Stadium has plans for online sports gambling
Stadium’s sports betting plans for the Keystone State aren’t without a sense of irony. The company’s application indicates it wants to offer real-money online/mobile betting within PA borders, despite the casino’s parent company opposing online/mobile sports betting legalization in the state of Maryland, which is expected to consider legislation next year.
While the parent company is trying to guide the formation of the law in Maryland to its benefit in opposition to its competitors Caesars and MGM, there’s no point in forgoing online/mobile betting in PA. That train has already left the station.
Stadium is also planning a mini-casino near Pittsburgh. The company wants that property to have sports betting, but it’s requesting that the state not charge it an extra $10 mm for a book in western Pennsylvania. The mini-casinos, under PA law, aren’t allowed as many slots or table games as a full-fledged casino.

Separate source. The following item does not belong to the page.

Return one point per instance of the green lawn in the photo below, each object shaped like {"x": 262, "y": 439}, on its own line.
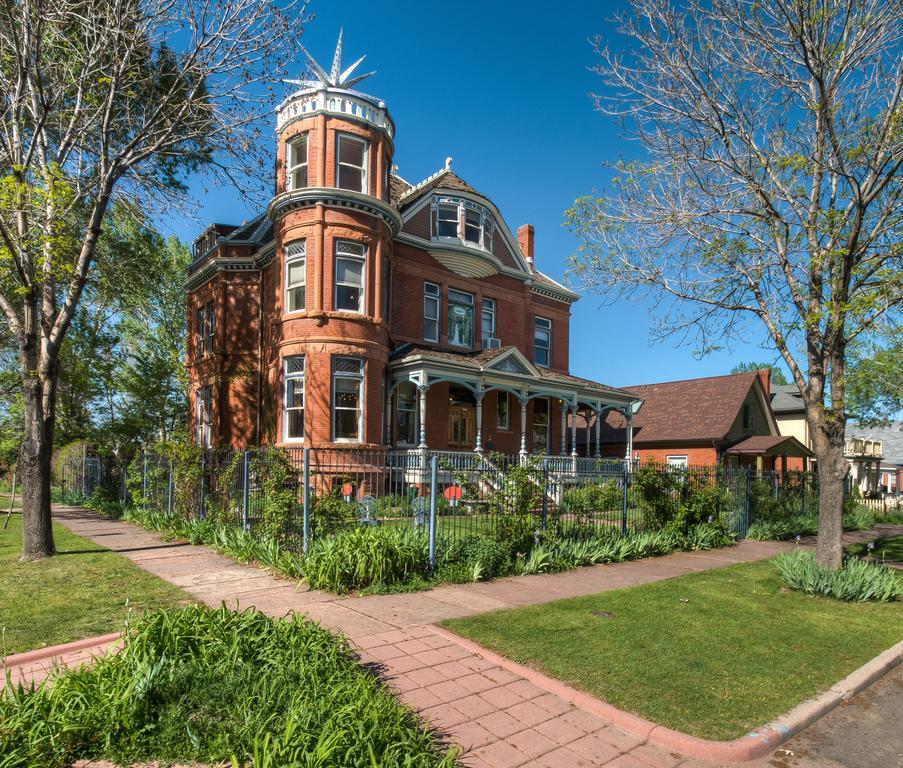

In its application to the PGCB, Stadium said its sports betting operation would create jobs, but the number of employment positions expected was for some reason redacted from public view.
Increasingly crowded market
The first Pennsylvania retail sports book opened in November, and as of early August there were eight facilities in the state with sports betting, including four with online/mobile wagering options.
From November through June, the PA books generated $21.73 mm in revenue from sports wagering. Pennsylvania and local communities kept nearly $8 mm of that in taxes.
Stadium will face stiff competition in the Keystone State, especially with the likes of FanDuel in the market now and DraftKings expected to have an avenue of entry thanks to a recent deal with Penn National Gaming. Stadium’s retail book would be the seventh of its kind in the crowded Philly market, but it is banking on benefiting from close proximity to the city’s professional sports venues. However, there is already a sportsbook at the South Philadelphia Turf Club, located within walking distance of the upcoming Live! Casino & Hotel Philadelphia.